Construction Cash Flow: Why Profitable Projects Still Run Out of Money
A construction business can be profitable on paper and still fail because of cash flow. Understanding why — and building a system to manage it — is one of the most important things you can do as a contractor.
Cash flow is the single most common reason construction businesses fail. Not lack of work, not incompetent management, not bad projects — cash flow.
The construction industry has a structural cash flow problem. You pay out before you get paid. Labour and materials go out every week. Client payments come in weeks or months after the work is done. Retention is held for months or years. Subcontractors must be paid before you've been paid by the client.
Even a highly profitable business can collapse if the timing of its outflows consistently outpaces its inflows.
Why construction cash flow is uniquely difficult
Most businesses with healthy margins also have healthy cash flow. Construction is different because:
- The payment chain is long. Client pays main contractor, who pays subcontractors, who pay their suppliers. Each step introduces delay.
- Payments are milestone-based, costs are continuous. You incur labour costs every week regardless of whether you've hit a payment milestone. A delayed interim certificate can leave you funding two weeks of site costs from your own reserves.
- Retention. On many contracts, 5–10% of each payment is retained until practical completion and defects liability expires. On a £500,000 project, that's £25,000–50,000 of your money sitting with the client for potentially 12 months.
- Variations are paid late. Variation work is done immediately but valued and agreed weeks later. You carry the cost in the interim.
The cash flow forecast
A cash flow forecast shows you when money is expected to come in and when it's expected to go out, over the coming weeks and months. For a construction business, a basic forecast should cover at least 13 weeks forward and include:
- Inflows — confirmed payment dates from clients, any funding drawdowns, retention releases
- Outflows — weekly payroll, material orders due for payment, subcontractor payment applications, plant hire invoices, overhead costs
The forecast doesn't need to be precise to be useful. Its job is to flag gaps — weeks where outflows will exceed inflows — before they happen, so you can take action.

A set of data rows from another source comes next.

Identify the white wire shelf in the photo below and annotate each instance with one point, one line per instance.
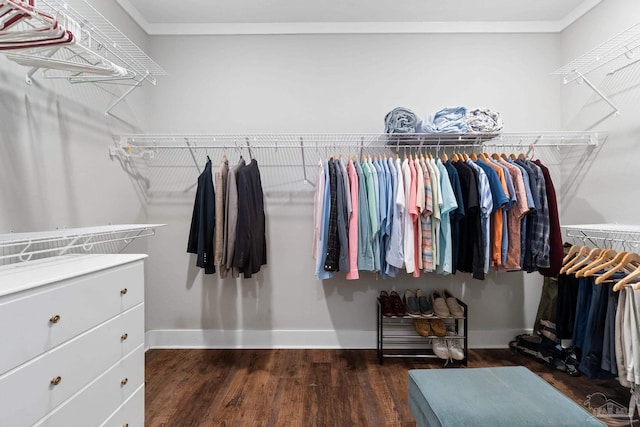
(107, 40)
(621, 44)
(605, 234)
(167, 165)
(15, 247)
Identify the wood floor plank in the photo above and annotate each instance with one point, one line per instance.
(274, 388)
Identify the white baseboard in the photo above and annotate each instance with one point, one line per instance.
(329, 339)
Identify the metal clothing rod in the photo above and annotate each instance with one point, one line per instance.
(193, 155)
(441, 146)
(304, 163)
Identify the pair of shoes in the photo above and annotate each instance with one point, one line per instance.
(392, 304)
(448, 348)
(422, 327)
(455, 348)
(429, 327)
(417, 304)
(385, 304)
(445, 304)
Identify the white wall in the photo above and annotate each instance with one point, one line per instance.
(604, 189)
(329, 84)
(55, 169)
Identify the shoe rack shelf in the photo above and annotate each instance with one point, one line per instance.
(398, 338)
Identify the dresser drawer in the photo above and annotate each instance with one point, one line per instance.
(40, 319)
(95, 403)
(29, 392)
(130, 414)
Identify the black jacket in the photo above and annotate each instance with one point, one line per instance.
(203, 222)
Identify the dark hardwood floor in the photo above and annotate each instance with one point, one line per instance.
(309, 387)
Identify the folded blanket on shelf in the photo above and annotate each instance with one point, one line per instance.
(447, 120)
(484, 120)
(400, 120)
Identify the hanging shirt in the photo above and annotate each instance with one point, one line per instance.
(220, 185)
(511, 194)
(318, 209)
(371, 176)
(409, 261)
(321, 273)
(251, 244)
(333, 243)
(395, 251)
(382, 210)
(470, 256)
(420, 201)
(445, 266)
(347, 185)
(531, 218)
(486, 207)
(555, 234)
(203, 222)
(541, 226)
(525, 249)
(435, 216)
(456, 215)
(414, 213)
(425, 219)
(500, 201)
(343, 218)
(352, 273)
(365, 251)
(231, 220)
(392, 221)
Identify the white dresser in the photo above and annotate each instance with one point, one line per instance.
(72, 342)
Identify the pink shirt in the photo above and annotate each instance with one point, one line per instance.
(353, 223)
(414, 214)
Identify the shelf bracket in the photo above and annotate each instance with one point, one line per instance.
(127, 93)
(582, 78)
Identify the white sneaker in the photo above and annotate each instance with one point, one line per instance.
(455, 347)
(441, 349)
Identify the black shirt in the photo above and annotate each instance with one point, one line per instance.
(203, 222)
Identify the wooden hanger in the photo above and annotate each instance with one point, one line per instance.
(573, 250)
(593, 254)
(581, 253)
(606, 254)
(605, 263)
(627, 280)
(630, 262)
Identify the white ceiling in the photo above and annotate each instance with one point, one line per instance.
(353, 16)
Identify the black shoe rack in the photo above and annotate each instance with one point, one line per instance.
(397, 337)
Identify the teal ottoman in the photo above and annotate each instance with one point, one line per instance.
(509, 396)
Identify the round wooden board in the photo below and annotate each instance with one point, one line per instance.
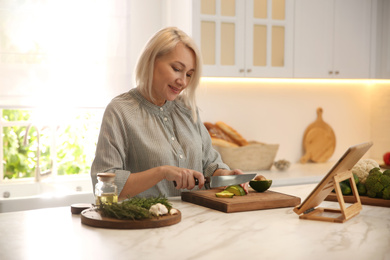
(319, 140)
(91, 217)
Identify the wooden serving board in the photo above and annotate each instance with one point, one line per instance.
(319, 140)
(363, 199)
(252, 201)
(91, 217)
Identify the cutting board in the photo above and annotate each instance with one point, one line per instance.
(91, 217)
(319, 140)
(252, 201)
(363, 199)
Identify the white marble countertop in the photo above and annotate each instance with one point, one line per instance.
(203, 233)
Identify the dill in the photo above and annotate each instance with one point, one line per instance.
(133, 208)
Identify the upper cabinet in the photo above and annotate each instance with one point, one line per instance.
(251, 38)
(332, 38)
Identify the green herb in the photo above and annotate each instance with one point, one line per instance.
(133, 208)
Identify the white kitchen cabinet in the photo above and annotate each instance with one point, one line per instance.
(332, 38)
(244, 38)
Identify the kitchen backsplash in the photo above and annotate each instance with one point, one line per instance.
(278, 111)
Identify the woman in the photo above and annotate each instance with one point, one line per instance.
(151, 136)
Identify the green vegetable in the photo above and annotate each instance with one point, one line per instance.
(378, 184)
(237, 190)
(361, 189)
(133, 208)
(260, 186)
(224, 194)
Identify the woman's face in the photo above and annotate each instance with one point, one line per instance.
(172, 73)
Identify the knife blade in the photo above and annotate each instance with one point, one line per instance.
(226, 180)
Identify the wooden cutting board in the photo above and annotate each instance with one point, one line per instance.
(319, 140)
(252, 201)
(91, 217)
(363, 199)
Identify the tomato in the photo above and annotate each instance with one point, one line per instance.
(386, 158)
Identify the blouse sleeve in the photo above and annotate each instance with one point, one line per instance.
(110, 153)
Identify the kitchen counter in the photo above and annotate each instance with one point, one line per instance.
(203, 233)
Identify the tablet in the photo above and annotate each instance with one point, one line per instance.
(325, 187)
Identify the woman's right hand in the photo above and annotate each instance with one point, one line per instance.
(184, 178)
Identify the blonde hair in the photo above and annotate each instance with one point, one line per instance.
(163, 42)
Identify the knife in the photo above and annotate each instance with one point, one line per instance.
(226, 180)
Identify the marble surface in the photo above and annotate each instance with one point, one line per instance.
(203, 233)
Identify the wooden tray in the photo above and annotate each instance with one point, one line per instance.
(252, 201)
(91, 217)
(363, 199)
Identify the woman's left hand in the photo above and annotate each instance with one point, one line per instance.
(222, 172)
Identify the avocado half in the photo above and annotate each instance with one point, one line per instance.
(260, 186)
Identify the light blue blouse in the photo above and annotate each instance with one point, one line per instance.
(137, 135)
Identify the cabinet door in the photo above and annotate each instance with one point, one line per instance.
(313, 38)
(332, 38)
(218, 28)
(269, 38)
(352, 38)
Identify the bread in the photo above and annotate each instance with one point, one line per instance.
(232, 133)
(223, 143)
(216, 132)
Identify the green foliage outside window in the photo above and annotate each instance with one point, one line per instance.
(75, 145)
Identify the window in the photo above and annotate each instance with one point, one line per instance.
(61, 62)
(64, 146)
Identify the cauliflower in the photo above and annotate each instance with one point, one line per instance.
(378, 184)
(158, 209)
(363, 167)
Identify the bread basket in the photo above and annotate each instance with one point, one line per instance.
(253, 157)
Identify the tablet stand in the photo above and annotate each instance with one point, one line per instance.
(345, 213)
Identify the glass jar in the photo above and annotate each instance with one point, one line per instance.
(106, 192)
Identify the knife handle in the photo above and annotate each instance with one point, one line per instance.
(196, 182)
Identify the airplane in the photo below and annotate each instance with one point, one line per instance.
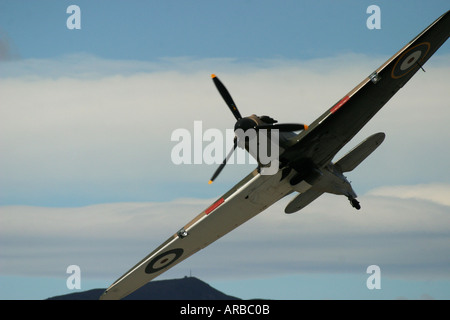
(305, 161)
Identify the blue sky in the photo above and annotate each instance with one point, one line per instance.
(93, 131)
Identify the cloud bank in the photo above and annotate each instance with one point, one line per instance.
(83, 130)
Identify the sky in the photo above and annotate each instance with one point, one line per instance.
(87, 115)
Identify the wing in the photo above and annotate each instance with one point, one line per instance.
(330, 132)
(249, 197)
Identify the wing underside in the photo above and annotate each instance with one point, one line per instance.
(331, 131)
(251, 196)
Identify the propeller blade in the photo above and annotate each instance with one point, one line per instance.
(226, 96)
(284, 126)
(222, 165)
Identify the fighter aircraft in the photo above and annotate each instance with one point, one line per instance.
(305, 161)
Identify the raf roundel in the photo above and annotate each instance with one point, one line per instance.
(163, 260)
(410, 59)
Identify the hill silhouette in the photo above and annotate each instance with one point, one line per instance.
(187, 288)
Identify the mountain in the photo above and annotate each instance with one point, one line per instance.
(187, 288)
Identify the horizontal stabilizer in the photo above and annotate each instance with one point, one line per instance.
(302, 200)
(357, 155)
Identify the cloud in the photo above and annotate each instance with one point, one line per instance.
(407, 238)
(80, 129)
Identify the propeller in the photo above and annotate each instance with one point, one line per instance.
(247, 123)
(226, 96)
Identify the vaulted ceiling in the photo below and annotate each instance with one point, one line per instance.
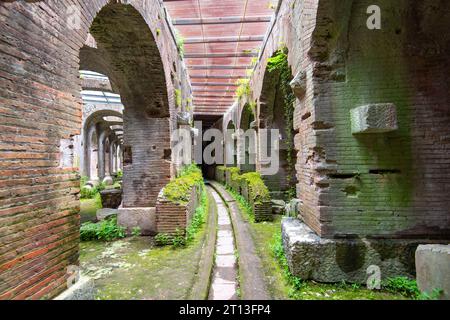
(221, 37)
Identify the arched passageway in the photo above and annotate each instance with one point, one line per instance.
(276, 111)
(247, 142)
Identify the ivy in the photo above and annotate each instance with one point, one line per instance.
(179, 189)
(243, 88)
(279, 63)
(178, 98)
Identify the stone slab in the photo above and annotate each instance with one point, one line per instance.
(106, 213)
(83, 289)
(144, 218)
(433, 269)
(374, 118)
(334, 260)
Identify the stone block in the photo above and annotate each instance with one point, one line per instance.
(108, 181)
(144, 218)
(374, 118)
(278, 206)
(298, 84)
(106, 213)
(433, 269)
(83, 289)
(111, 198)
(334, 260)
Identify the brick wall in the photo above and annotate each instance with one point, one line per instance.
(376, 185)
(40, 105)
(171, 217)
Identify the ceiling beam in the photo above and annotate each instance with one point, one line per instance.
(201, 96)
(224, 39)
(217, 77)
(220, 55)
(219, 20)
(213, 84)
(219, 67)
(211, 113)
(213, 90)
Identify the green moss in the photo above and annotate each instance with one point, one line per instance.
(106, 230)
(178, 98)
(89, 207)
(279, 64)
(244, 88)
(179, 189)
(257, 189)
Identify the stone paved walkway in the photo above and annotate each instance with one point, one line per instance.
(224, 281)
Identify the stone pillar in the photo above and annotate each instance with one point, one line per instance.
(91, 154)
(146, 169)
(101, 155)
(112, 157)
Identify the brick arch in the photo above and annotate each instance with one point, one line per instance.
(40, 93)
(91, 118)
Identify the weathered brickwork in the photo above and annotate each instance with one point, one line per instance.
(393, 184)
(41, 105)
(173, 218)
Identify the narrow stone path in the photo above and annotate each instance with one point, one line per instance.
(224, 283)
(252, 282)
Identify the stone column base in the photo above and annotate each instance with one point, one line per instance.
(144, 218)
(83, 289)
(334, 260)
(433, 269)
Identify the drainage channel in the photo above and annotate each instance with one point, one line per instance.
(224, 283)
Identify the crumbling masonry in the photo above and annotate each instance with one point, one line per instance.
(370, 129)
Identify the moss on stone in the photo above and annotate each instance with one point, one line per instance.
(257, 189)
(179, 189)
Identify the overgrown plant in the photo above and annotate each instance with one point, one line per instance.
(89, 192)
(278, 252)
(182, 238)
(408, 288)
(279, 63)
(178, 98)
(106, 230)
(243, 204)
(180, 43)
(243, 88)
(179, 189)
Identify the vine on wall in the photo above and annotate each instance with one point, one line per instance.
(279, 63)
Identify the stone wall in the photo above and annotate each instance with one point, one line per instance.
(171, 217)
(41, 106)
(387, 184)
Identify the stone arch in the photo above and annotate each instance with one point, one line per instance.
(44, 82)
(247, 153)
(405, 65)
(136, 71)
(272, 115)
(230, 144)
(93, 118)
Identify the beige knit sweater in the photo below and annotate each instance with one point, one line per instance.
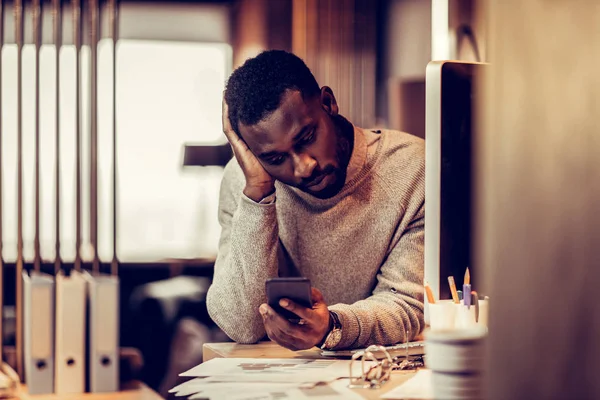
(362, 248)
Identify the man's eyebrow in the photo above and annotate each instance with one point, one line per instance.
(269, 154)
(299, 135)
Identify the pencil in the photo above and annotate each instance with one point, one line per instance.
(453, 289)
(429, 293)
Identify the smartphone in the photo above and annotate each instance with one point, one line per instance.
(295, 289)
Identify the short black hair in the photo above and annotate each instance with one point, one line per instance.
(254, 90)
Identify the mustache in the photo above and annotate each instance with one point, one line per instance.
(317, 174)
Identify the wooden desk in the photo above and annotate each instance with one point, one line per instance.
(134, 391)
(273, 350)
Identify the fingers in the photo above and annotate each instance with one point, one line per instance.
(301, 311)
(317, 296)
(281, 330)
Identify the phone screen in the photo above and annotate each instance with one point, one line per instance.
(295, 289)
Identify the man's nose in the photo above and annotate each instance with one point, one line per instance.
(304, 165)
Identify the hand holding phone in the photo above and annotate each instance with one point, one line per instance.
(303, 319)
(296, 289)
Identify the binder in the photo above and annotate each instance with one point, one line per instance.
(38, 327)
(70, 333)
(103, 331)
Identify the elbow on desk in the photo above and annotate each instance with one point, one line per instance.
(238, 330)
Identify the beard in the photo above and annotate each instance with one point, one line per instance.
(345, 144)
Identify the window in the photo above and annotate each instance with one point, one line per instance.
(168, 93)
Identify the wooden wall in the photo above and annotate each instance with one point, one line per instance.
(539, 197)
(337, 40)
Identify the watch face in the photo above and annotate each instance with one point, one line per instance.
(333, 339)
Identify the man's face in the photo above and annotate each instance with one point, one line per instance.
(299, 144)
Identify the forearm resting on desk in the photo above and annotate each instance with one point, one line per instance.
(247, 258)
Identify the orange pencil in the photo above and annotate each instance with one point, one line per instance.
(453, 289)
(429, 293)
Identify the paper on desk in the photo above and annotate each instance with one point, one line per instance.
(272, 391)
(275, 369)
(417, 387)
(227, 390)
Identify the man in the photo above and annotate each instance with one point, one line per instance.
(309, 194)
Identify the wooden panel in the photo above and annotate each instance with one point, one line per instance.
(336, 39)
(538, 192)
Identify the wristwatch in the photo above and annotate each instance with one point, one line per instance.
(334, 336)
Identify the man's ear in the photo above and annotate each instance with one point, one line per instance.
(328, 101)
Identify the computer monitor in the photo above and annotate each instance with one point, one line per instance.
(450, 101)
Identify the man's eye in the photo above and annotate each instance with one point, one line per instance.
(276, 161)
(309, 138)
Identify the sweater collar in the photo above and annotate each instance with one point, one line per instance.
(359, 155)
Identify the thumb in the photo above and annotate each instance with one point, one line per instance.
(317, 296)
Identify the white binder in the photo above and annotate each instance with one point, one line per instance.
(38, 331)
(103, 331)
(70, 333)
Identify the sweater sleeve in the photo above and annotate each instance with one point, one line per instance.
(396, 304)
(247, 257)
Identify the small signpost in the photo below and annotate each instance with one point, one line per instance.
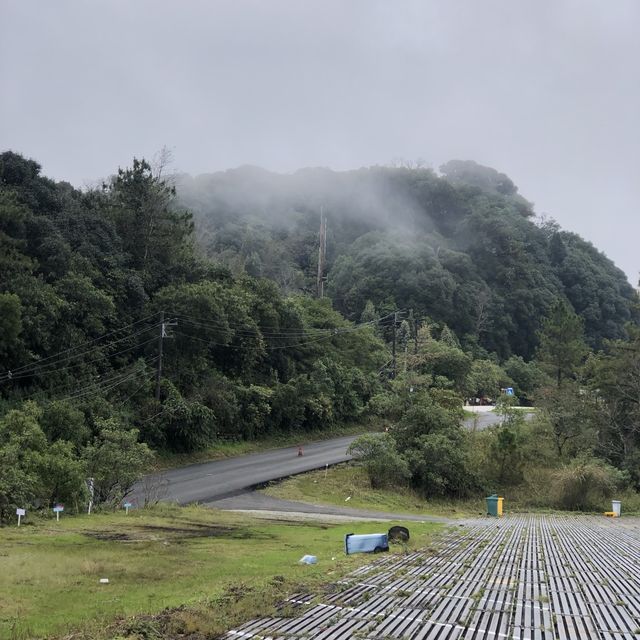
(91, 493)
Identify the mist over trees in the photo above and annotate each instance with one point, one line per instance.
(439, 287)
(462, 248)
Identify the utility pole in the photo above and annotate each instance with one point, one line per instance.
(322, 251)
(163, 334)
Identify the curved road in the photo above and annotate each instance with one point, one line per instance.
(213, 481)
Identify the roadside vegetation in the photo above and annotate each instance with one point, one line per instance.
(348, 485)
(171, 571)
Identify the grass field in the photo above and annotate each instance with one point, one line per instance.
(335, 485)
(198, 570)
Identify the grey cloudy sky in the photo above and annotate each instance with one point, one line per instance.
(547, 91)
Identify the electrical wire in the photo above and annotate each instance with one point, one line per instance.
(11, 373)
(53, 368)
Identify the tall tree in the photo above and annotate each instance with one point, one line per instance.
(562, 347)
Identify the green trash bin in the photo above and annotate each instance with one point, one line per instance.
(493, 505)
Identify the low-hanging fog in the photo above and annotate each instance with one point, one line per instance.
(546, 92)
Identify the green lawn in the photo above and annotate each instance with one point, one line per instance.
(335, 485)
(223, 567)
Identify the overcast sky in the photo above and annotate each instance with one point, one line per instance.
(547, 91)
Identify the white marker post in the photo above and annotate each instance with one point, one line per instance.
(91, 492)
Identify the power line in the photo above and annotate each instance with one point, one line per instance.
(10, 374)
(53, 368)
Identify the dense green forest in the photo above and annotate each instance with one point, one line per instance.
(438, 287)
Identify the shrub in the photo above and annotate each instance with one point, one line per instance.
(381, 460)
(586, 484)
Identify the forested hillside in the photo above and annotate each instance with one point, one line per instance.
(463, 248)
(438, 288)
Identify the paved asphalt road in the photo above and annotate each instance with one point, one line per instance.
(212, 481)
(218, 479)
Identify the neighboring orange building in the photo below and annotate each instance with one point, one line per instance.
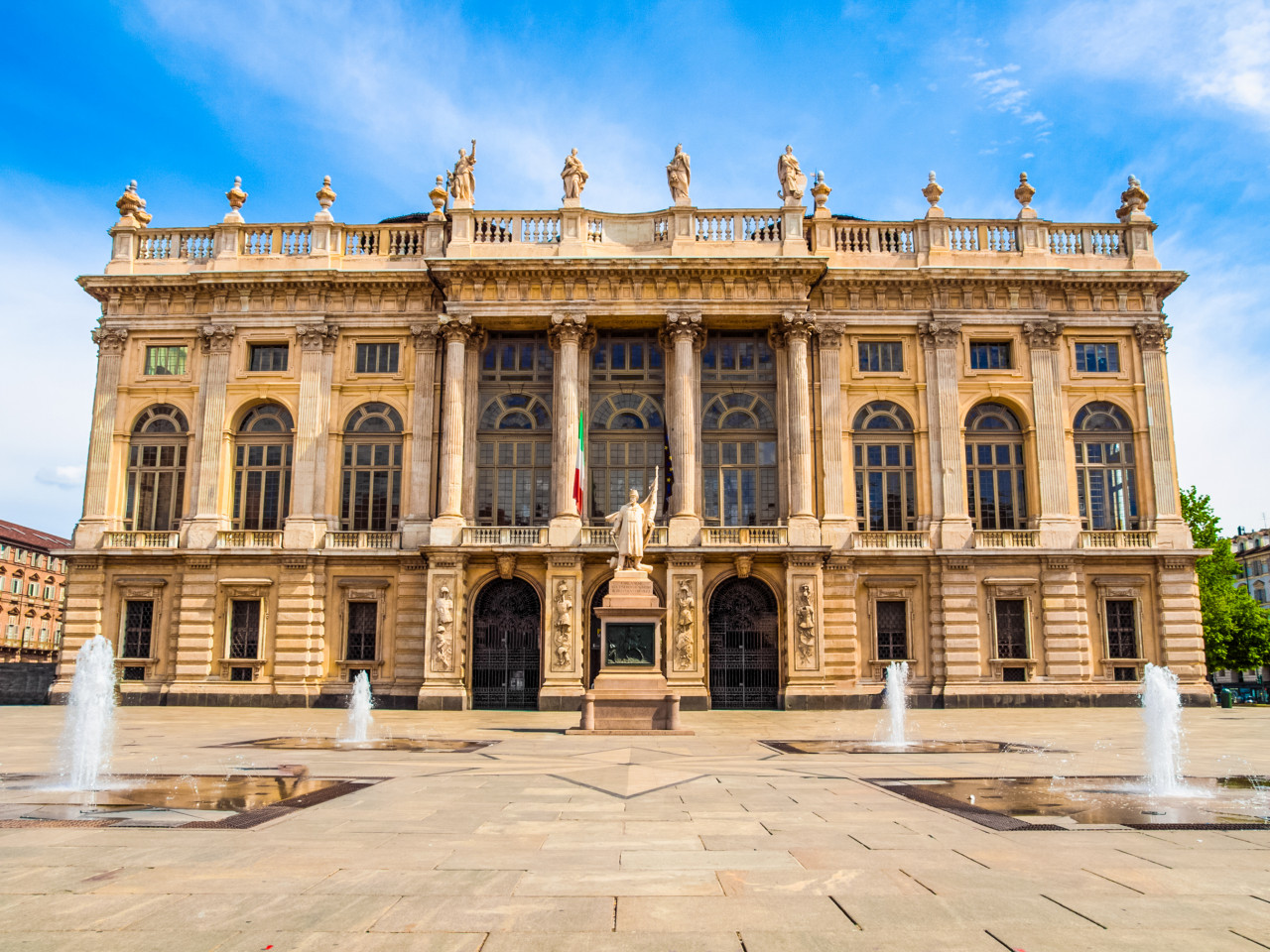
(32, 593)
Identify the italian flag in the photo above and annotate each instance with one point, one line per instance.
(579, 470)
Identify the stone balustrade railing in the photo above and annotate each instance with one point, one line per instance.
(680, 231)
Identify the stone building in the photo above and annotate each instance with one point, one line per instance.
(320, 448)
(32, 593)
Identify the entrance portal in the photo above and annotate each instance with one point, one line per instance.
(507, 622)
(744, 657)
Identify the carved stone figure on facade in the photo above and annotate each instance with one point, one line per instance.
(462, 179)
(563, 625)
(679, 176)
(572, 176)
(806, 626)
(793, 180)
(444, 610)
(684, 612)
(633, 527)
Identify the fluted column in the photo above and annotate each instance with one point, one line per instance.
(564, 336)
(1057, 526)
(798, 330)
(684, 331)
(109, 361)
(829, 340)
(942, 338)
(453, 400)
(414, 531)
(1153, 340)
(217, 341)
(313, 425)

Actions when you see a cash flow gap
When your forecast shows a gap, the earlier you see it, the more options you have:
- Accelerate billing. Submit your next interim application earlier than planned, or request a payment on account.
- Delay supplier payments. Agree an extended payment term with your materials supplier — many will accommodate a reasonable request if you ask in advance.
- Negotiate subcontractor timing. If you're not being paid until the 25th, it's reasonable to pay your subcontractors on the 28th rather than the 15th.
- Use a credit facility. An overdraft or invoice finance facility exists for exactly this purpose — to bridge timing gaps in an otherwise healthy business.
How Con-trak helps
Con-trak's Finance dashboard shows your committed costs by project — what you've already spent and what is still to come based on your cost plan. This is the outflow side of your cash flow picture.
For each project, you can see the cost trajectory: how fast costs are accruing, which categories are running heavy, and whether you're on track to complete within budget. The discipline of daily expense logging means your cost data is always current.
The one habit that improves cash flow most
Submit your payment applications on time, every time. The payment clock doesn't start until you submit. Many contractors are their own worst enemy on cash flow because they submit applications late, don't follow up on overdue payments, or fail to apply for the full amount they're entitled to.
Manage your retention actively. Know when each retention release is due, send the application as soon as you're entitled to, and follow up if payment doesn't arrive. Retention left unclaimed for months is direct profit lost.